Na de overdracht van het paard in februari 2021 aan [geïntimeerde] is het paard eerst een maand bij haar op proef geweest. Nadat de proefperiode is verstreken, is het paard bij haar gebleven. [geïntimeerde] heeft het paard gestald bij [[XX]] te [plaats] .
Tussen partijen is een conflict ontstaan met betrekking tot de frequentie van de (onaangekondigde) bezoeken van [appellante ] aan het paard en haar opmerkingen over de wijze waarop het paard door [geïntimeerde] wordt verzorgd.

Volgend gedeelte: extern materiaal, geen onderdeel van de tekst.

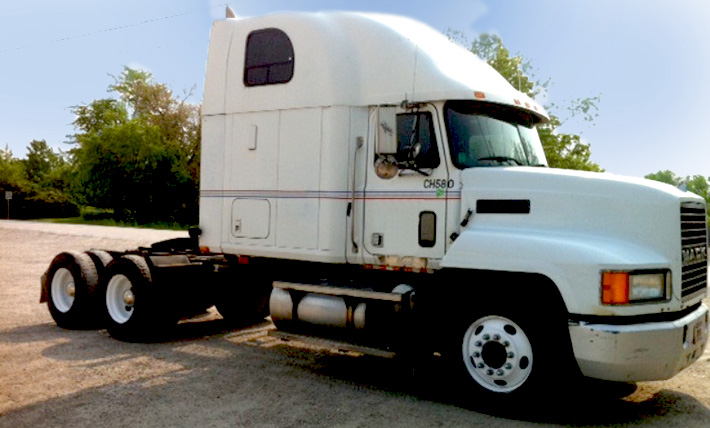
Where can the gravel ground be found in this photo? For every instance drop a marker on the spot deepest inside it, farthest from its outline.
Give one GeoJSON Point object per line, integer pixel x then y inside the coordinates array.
{"type": "Point", "coordinates": [210, 376]}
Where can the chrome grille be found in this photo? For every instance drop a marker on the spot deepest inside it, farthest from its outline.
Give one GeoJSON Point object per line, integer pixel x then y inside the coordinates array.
{"type": "Point", "coordinates": [694, 242]}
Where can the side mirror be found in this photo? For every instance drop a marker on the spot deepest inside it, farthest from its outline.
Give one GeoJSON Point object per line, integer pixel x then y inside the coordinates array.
{"type": "Point", "coordinates": [386, 130]}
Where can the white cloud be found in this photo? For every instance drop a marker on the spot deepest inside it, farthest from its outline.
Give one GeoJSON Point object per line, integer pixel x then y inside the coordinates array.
{"type": "Point", "coordinates": [218, 9]}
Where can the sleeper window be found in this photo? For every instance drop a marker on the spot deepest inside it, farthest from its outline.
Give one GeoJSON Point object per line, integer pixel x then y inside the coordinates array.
{"type": "Point", "coordinates": [269, 58]}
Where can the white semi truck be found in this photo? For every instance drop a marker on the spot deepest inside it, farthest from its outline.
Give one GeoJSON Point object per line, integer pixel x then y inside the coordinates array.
{"type": "Point", "coordinates": [367, 181]}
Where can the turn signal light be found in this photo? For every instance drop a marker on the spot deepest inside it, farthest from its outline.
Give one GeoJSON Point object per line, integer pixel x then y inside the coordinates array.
{"type": "Point", "coordinates": [615, 288]}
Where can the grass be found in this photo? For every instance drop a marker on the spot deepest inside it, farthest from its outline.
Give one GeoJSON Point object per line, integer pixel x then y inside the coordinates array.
{"type": "Point", "coordinates": [102, 217]}
{"type": "Point", "coordinates": [111, 222]}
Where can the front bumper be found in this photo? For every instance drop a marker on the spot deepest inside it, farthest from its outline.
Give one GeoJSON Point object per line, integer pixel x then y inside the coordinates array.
{"type": "Point", "coordinates": [640, 352]}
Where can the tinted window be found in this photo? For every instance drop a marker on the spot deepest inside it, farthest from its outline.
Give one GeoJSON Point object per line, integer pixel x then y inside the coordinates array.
{"type": "Point", "coordinates": [416, 128]}
{"type": "Point", "coordinates": [269, 58]}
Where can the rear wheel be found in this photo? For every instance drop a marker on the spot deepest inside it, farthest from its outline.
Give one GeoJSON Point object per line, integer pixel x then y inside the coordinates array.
{"type": "Point", "coordinates": [71, 284]}
{"type": "Point", "coordinates": [135, 311]}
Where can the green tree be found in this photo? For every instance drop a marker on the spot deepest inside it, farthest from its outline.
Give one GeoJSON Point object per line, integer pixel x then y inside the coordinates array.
{"type": "Point", "coordinates": [562, 150]}
{"type": "Point", "coordinates": [12, 171]}
{"type": "Point", "coordinates": [40, 161]}
{"type": "Point", "coordinates": [139, 155]}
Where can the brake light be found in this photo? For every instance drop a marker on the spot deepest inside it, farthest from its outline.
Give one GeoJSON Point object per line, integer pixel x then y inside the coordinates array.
{"type": "Point", "coordinates": [615, 288]}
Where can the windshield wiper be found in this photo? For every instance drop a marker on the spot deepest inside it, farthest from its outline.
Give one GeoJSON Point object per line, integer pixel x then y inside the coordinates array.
{"type": "Point", "coordinates": [501, 159]}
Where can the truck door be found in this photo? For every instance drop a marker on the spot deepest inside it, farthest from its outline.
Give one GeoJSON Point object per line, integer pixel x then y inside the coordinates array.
{"type": "Point", "coordinates": [405, 192]}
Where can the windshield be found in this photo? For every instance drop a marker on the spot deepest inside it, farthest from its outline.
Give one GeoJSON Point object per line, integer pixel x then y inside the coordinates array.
{"type": "Point", "coordinates": [482, 134]}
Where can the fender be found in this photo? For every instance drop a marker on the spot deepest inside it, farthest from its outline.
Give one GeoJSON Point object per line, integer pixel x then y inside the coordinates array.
{"type": "Point", "coordinates": [573, 262]}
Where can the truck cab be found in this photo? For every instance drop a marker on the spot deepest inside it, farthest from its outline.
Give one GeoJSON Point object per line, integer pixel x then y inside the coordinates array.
{"type": "Point", "coordinates": [371, 182]}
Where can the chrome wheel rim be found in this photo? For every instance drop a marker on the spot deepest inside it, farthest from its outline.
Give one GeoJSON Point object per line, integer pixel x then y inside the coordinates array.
{"type": "Point", "coordinates": [498, 354]}
{"type": "Point", "coordinates": [120, 298]}
{"type": "Point", "coordinates": [63, 290]}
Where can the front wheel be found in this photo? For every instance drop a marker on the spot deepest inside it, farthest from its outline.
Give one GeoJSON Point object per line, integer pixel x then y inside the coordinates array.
{"type": "Point", "coordinates": [516, 353]}
{"type": "Point", "coordinates": [497, 353]}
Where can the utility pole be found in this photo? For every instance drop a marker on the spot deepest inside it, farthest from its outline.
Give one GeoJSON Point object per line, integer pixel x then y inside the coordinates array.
{"type": "Point", "coordinates": [8, 196]}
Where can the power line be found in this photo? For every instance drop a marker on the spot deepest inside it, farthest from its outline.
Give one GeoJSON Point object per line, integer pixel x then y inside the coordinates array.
{"type": "Point", "coordinates": [122, 27]}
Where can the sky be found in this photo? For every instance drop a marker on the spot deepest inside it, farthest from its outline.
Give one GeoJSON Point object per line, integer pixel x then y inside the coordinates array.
{"type": "Point", "coordinates": [649, 60]}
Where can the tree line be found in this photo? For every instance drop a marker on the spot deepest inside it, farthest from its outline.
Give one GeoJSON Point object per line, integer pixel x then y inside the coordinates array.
{"type": "Point", "coordinates": [135, 157]}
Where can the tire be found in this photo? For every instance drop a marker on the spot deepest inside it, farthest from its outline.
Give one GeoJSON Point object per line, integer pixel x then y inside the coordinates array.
{"type": "Point", "coordinates": [101, 261]}
{"type": "Point", "coordinates": [516, 354]}
{"type": "Point", "coordinates": [134, 309]}
{"type": "Point", "coordinates": [72, 298]}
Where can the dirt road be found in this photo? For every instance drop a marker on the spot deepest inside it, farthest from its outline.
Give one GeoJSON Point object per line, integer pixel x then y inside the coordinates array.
{"type": "Point", "coordinates": [209, 376]}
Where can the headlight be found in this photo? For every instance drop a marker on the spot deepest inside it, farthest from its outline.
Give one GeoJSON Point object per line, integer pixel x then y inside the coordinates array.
{"type": "Point", "coordinates": [619, 288]}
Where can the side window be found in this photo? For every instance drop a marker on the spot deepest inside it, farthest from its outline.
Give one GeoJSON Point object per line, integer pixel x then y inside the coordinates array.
{"type": "Point", "coordinates": [413, 129]}
{"type": "Point", "coordinates": [269, 58]}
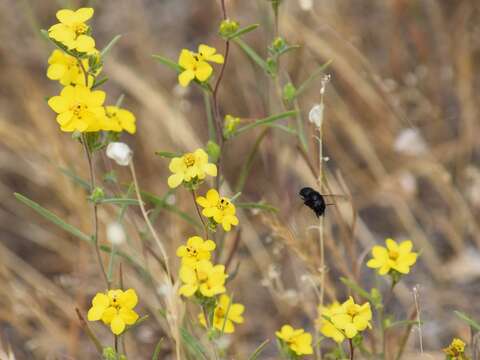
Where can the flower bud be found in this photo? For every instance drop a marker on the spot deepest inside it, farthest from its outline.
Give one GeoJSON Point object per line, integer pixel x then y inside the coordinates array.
{"type": "Point", "coordinates": [231, 124]}
{"type": "Point", "coordinates": [115, 233]}
{"type": "Point", "coordinates": [228, 27]}
{"type": "Point", "coordinates": [120, 152]}
{"type": "Point", "coordinates": [315, 115]}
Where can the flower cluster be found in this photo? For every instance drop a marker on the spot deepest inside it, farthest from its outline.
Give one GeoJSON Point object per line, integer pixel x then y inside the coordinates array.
{"type": "Point", "coordinates": [195, 65]}
{"type": "Point", "coordinates": [218, 209]}
{"type": "Point", "coordinates": [225, 315]}
{"type": "Point", "coordinates": [114, 308]}
{"type": "Point", "coordinates": [190, 169]}
{"type": "Point", "coordinates": [295, 340]}
{"type": "Point", "coordinates": [346, 320]}
{"type": "Point", "coordinates": [76, 67]}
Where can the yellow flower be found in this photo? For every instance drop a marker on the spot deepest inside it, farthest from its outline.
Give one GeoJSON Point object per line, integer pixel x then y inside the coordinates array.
{"type": "Point", "coordinates": [190, 167]}
{"type": "Point", "coordinates": [115, 308]}
{"type": "Point", "coordinates": [205, 277]}
{"type": "Point", "coordinates": [220, 209]}
{"type": "Point", "coordinates": [118, 119]}
{"type": "Point", "coordinates": [299, 341]}
{"type": "Point", "coordinates": [325, 326]}
{"type": "Point", "coordinates": [195, 65]}
{"type": "Point", "coordinates": [398, 257]}
{"type": "Point", "coordinates": [225, 315]}
{"type": "Point", "coordinates": [349, 318]}
{"type": "Point", "coordinates": [79, 108]}
{"type": "Point", "coordinates": [72, 30]}
{"type": "Point", "coordinates": [66, 69]}
{"type": "Point", "coordinates": [456, 350]}
{"type": "Point", "coordinates": [196, 249]}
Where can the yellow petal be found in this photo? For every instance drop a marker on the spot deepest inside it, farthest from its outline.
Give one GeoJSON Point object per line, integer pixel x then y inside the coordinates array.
{"type": "Point", "coordinates": [83, 14]}
{"type": "Point", "coordinates": [117, 325]}
{"type": "Point", "coordinates": [203, 71]}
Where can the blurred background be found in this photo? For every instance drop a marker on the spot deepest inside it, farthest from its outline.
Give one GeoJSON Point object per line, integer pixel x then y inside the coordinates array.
{"type": "Point", "coordinates": [401, 132]}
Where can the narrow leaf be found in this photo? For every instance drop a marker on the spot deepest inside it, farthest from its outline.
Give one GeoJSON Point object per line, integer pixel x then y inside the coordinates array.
{"type": "Point", "coordinates": [193, 345]}
{"type": "Point", "coordinates": [47, 214]}
{"type": "Point", "coordinates": [267, 121]}
{"type": "Point", "coordinates": [243, 31]}
{"type": "Point", "coordinates": [109, 46]}
{"type": "Point", "coordinates": [167, 62]}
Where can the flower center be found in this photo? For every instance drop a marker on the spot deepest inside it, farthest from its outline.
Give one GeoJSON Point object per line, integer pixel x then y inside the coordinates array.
{"type": "Point", "coordinates": [189, 159]}
{"type": "Point", "coordinates": [393, 254]}
{"type": "Point", "coordinates": [191, 251]}
{"type": "Point", "coordinates": [78, 109]}
{"type": "Point", "coordinates": [223, 204]}
{"type": "Point", "coordinates": [80, 28]}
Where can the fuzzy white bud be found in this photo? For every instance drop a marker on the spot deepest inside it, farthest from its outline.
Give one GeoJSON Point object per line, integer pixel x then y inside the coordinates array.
{"type": "Point", "coordinates": [115, 233]}
{"type": "Point", "coordinates": [315, 115]}
{"type": "Point", "coordinates": [120, 152]}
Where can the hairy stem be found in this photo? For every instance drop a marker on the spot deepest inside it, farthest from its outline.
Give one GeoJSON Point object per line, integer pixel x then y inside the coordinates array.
{"type": "Point", "coordinates": [95, 210]}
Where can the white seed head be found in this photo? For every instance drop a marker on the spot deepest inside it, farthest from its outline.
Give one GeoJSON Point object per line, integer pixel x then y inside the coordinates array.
{"type": "Point", "coordinates": [115, 233]}
{"type": "Point", "coordinates": [315, 116]}
{"type": "Point", "coordinates": [120, 152]}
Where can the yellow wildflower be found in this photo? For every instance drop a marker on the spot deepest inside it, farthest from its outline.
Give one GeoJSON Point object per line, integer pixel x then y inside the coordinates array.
{"type": "Point", "coordinates": [118, 119]}
{"type": "Point", "coordinates": [115, 308]}
{"type": "Point", "coordinates": [196, 249]}
{"type": "Point", "coordinates": [456, 350]}
{"type": "Point", "coordinates": [398, 257]}
{"type": "Point", "coordinates": [349, 318]}
{"type": "Point", "coordinates": [195, 65]}
{"type": "Point", "coordinates": [225, 315]}
{"type": "Point", "coordinates": [79, 108]}
{"type": "Point", "coordinates": [190, 167]}
{"type": "Point", "coordinates": [205, 277]}
{"type": "Point", "coordinates": [299, 341]}
{"type": "Point", "coordinates": [72, 30]}
{"type": "Point", "coordinates": [325, 326]}
{"type": "Point", "coordinates": [66, 69]}
{"type": "Point", "coordinates": [220, 209]}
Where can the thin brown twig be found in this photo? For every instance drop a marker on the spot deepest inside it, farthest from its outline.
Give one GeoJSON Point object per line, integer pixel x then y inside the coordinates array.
{"type": "Point", "coordinates": [95, 210]}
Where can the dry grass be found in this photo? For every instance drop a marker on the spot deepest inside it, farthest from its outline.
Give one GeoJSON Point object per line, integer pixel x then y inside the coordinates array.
{"type": "Point", "coordinates": [396, 64]}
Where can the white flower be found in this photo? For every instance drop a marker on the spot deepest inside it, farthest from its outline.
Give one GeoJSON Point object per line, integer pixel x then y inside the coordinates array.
{"type": "Point", "coordinates": [115, 233]}
{"type": "Point", "coordinates": [315, 115]}
{"type": "Point", "coordinates": [120, 152]}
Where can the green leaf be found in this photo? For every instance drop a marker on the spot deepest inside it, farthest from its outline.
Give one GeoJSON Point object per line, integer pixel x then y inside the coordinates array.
{"type": "Point", "coordinates": [193, 345]}
{"type": "Point", "coordinates": [119, 201]}
{"type": "Point", "coordinates": [267, 121]}
{"type": "Point", "coordinates": [243, 31]}
{"type": "Point", "coordinates": [109, 46]}
{"type": "Point", "coordinates": [258, 350]}
{"type": "Point", "coordinates": [76, 179]}
{"type": "Point", "coordinates": [47, 214]}
{"type": "Point", "coordinates": [468, 320]}
{"type": "Point", "coordinates": [167, 154]}
{"type": "Point", "coordinates": [252, 54]}
{"type": "Point", "coordinates": [167, 62]}
{"type": "Point", "coordinates": [260, 206]}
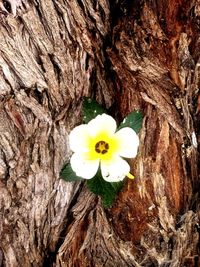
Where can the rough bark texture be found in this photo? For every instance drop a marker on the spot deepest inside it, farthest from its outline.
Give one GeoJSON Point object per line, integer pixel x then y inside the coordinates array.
{"type": "Point", "coordinates": [128, 55]}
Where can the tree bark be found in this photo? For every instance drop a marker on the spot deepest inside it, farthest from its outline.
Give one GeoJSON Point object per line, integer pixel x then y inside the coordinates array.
{"type": "Point", "coordinates": [127, 55]}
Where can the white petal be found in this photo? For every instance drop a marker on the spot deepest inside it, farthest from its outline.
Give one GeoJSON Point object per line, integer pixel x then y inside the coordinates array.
{"type": "Point", "coordinates": [78, 139]}
{"type": "Point", "coordinates": [114, 171]}
{"type": "Point", "coordinates": [82, 167]}
{"type": "Point", "coordinates": [128, 141]}
{"type": "Point", "coordinates": [102, 123]}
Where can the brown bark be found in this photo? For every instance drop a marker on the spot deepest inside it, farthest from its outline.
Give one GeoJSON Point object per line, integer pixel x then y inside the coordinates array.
{"type": "Point", "coordinates": [128, 55]}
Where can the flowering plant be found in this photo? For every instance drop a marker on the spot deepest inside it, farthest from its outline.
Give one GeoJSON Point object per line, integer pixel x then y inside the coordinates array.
{"type": "Point", "coordinates": [99, 150]}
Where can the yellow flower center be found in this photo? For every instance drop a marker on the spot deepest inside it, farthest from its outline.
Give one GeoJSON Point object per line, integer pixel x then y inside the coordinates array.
{"type": "Point", "coordinates": [102, 147]}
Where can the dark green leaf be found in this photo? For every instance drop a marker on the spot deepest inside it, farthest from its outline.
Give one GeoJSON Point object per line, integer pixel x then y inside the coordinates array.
{"type": "Point", "coordinates": [106, 190]}
{"type": "Point", "coordinates": [133, 120]}
{"type": "Point", "coordinates": [68, 174]}
{"type": "Point", "coordinates": [91, 109]}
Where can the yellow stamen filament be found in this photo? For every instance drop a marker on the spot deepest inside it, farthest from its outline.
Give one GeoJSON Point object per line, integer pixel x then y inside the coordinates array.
{"type": "Point", "coordinates": [130, 176]}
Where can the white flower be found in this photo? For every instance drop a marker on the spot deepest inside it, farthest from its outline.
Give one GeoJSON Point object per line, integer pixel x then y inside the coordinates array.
{"type": "Point", "coordinates": [98, 144]}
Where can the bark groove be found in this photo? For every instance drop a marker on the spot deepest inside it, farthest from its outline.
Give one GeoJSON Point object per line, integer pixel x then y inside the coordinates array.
{"type": "Point", "coordinates": [128, 55]}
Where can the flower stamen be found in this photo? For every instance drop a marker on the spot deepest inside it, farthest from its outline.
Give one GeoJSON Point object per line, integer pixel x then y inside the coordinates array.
{"type": "Point", "coordinates": [102, 147]}
{"type": "Point", "coordinates": [130, 176]}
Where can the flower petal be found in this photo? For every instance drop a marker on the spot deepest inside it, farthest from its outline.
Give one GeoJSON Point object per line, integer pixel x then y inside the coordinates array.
{"type": "Point", "coordinates": [78, 138]}
{"type": "Point", "coordinates": [114, 171]}
{"type": "Point", "coordinates": [102, 123]}
{"type": "Point", "coordinates": [82, 167]}
{"type": "Point", "coordinates": [128, 142]}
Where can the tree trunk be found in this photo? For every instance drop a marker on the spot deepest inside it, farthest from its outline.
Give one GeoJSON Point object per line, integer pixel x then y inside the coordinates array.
{"type": "Point", "coordinates": [127, 55]}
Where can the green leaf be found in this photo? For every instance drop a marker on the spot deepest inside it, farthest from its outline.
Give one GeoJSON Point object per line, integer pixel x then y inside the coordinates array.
{"type": "Point", "coordinates": [106, 190]}
{"type": "Point", "coordinates": [68, 174]}
{"type": "Point", "coordinates": [133, 120]}
{"type": "Point", "coordinates": [91, 109]}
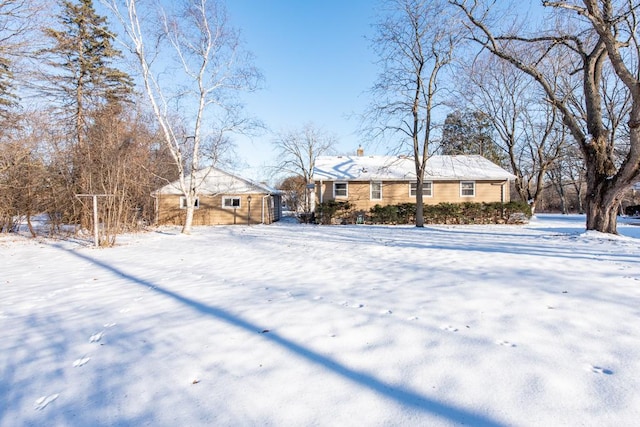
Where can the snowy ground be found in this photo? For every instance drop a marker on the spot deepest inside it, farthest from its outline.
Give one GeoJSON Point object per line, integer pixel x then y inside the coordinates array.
{"type": "Point", "coordinates": [306, 325]}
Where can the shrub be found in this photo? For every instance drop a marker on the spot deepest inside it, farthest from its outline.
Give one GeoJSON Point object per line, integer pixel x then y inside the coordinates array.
{"type": "Point", "coordinates": [453, 213]}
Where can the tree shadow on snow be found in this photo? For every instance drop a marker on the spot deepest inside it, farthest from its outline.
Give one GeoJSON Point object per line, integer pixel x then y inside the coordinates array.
{"type": "Point", "coordinates": [400, 395]}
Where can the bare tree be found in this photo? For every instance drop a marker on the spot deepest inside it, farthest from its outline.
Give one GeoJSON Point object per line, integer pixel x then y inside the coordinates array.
{"type": "Point", "coordinates": [529, 129]}
{"type": "Point", "coordinates": [212, 69]}
{"type": "Point", "coordinates": [298, 150]}
{"type": "Point", "coordinates": [602, 34]}
{"type": "Point", "coordinates": [415, 41]}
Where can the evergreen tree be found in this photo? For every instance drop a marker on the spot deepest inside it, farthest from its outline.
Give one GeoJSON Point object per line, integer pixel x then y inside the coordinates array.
{"type": "Point", "coordinates": [84, 82]}
{"type": "Point", "coordinates": [80, 61]}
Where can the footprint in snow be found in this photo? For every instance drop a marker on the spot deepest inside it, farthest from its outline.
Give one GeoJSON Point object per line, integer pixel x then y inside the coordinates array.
{"type": "Point", "coordinates": [96, 337]}
{"type": "Point", "coordinates": [44, 401]}
{"type": "Point", "coordinates": [81, 362]}
{"type": "Point", "coordinates": [600, 370]}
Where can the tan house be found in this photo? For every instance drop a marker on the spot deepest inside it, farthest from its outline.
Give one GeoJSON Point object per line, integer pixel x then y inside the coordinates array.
{"type": "Point", "coordinates": [223, 199]}
{"type": "Point", "coordinates": [366, 181]}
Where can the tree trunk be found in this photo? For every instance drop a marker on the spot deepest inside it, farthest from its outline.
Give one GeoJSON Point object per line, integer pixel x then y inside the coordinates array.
{"type": "Point", "coordinates": [419, 208]}
{"type": "Point", "coordinates": [601, 217]}
{"type": "Point", "coordinates": [602, 202]}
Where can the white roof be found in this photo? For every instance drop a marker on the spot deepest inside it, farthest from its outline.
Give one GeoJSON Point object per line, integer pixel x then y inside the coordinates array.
{"type": "Point", "coordinates": [216, 181]}
{"type": "Point", "coordinates": [402, 168]}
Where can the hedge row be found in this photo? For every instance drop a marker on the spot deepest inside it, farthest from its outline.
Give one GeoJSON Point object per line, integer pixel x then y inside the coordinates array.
{"type": "Point", "coordinates": [333, 212]}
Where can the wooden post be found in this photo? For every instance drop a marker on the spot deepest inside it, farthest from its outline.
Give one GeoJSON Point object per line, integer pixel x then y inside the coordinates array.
{"type": "Point", "coordinates": [96, 234]}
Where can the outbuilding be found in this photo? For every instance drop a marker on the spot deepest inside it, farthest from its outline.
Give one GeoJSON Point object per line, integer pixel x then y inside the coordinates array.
{"type": "Point", "coordinates": [223, 199]}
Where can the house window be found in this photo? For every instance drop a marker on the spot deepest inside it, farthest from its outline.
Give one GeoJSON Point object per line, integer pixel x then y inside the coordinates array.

Dit heeft ertoe geleid dat [geïntimeerde] [appellante ] bij emailbericht van 21 september 2021 heeft toegezegd dat zij een afspraak met de dierenarts zal maken om een keuringsrapport te laten opstellen en dat zij [appellante ] heeft verzocht om niet meer onuitgenodigd op de stal langs te komen, haar niet lastig te vallen met whatsappjes en geen smaad en laster te verspreiden.
Bij e-mail van 24 september 2021 deelt [appellante ] aan [geïntimeerde] mede dat zij uiterlijk 25 september 2021 een rapport wil met alle bevindingen van de dierenarts. Zij geeft daarbij aan dat zij wil dat het paard terugkomt bij haar.
[geïntimeerde] heeft het paard op 1 oktober 2021 door Dierenartsenpraktijk [[Y]] laten onderzoeken. Die komt tot de diagnose:
“gezond paard, waarschijnlijk wat gewicht verloren door de stress rondom de verhuizing en de nieuwe kudde. Plan: de eigenaresse was a1 begonnen met het bijvoeren van [het paard] . Daar mag zij mee doorgaan tot hij weer mooi op gewicht is.”
Op 4 oktober 2021 heeft [appellante ] het paard zonder instemming en medeweten van [geïntimeerde] meegenomen uit de stal.
Op dezelfde dag heeft [appellante ] om 20.06 uur aan [geïntimeerde] geschreven dat ze haar niet kan bereiken, dat ze geen rapport van de dierenarts heeft ontvangen en dat ze wil weten hoe het met het paard gesteld is. Ze deelt mede dat ze met het paard bij de dierenarts is om hem na te laten kijken. [geïntimeerde] bericht hierop dat het paard door een dierenarts gezond is verklaard en dat het paard op 5 oktober om 09.00 uur terug dient te zijn. [appellante ] heeft het paard op 5 oktober 2021 niet terug gebracht.
[geïntimeerde] heeft [appellante ] bij brief (van haar advocaat) van 5 oktober 2021 bericht dat zij het paard onrechtmatig heeft vervreemd. Zij is gesommeerd het paard uiterlijk 6 oktober 2021 om 09.00 uur terug te brengen. [appellante ] heeft niet aan de sommatie voldaan.
(De advocaat van) [appellante ] heeft bij brief van 6 oktober 2021 aan [geïntimeerde] te kennen gegeven dat [appellante ] als eigenaar het paard heeft teruggevorderd omdat haar was gebleken dat [geïntimeerde] haar verplichtingen jegens haar niet is nagekomen en de conditie van het paard door ernstige verwaarlozing dermate achteruit is gegaan dat veterinair ingrijpen noodzakelijk is. Het paard heeft een ernstige maagzweer en heeft intensieve behandeling nodig. De overeenkomst van opdracht is opgezegd en voor zoveel nodig wordt deze met onmiddellijke ingang opgezegd.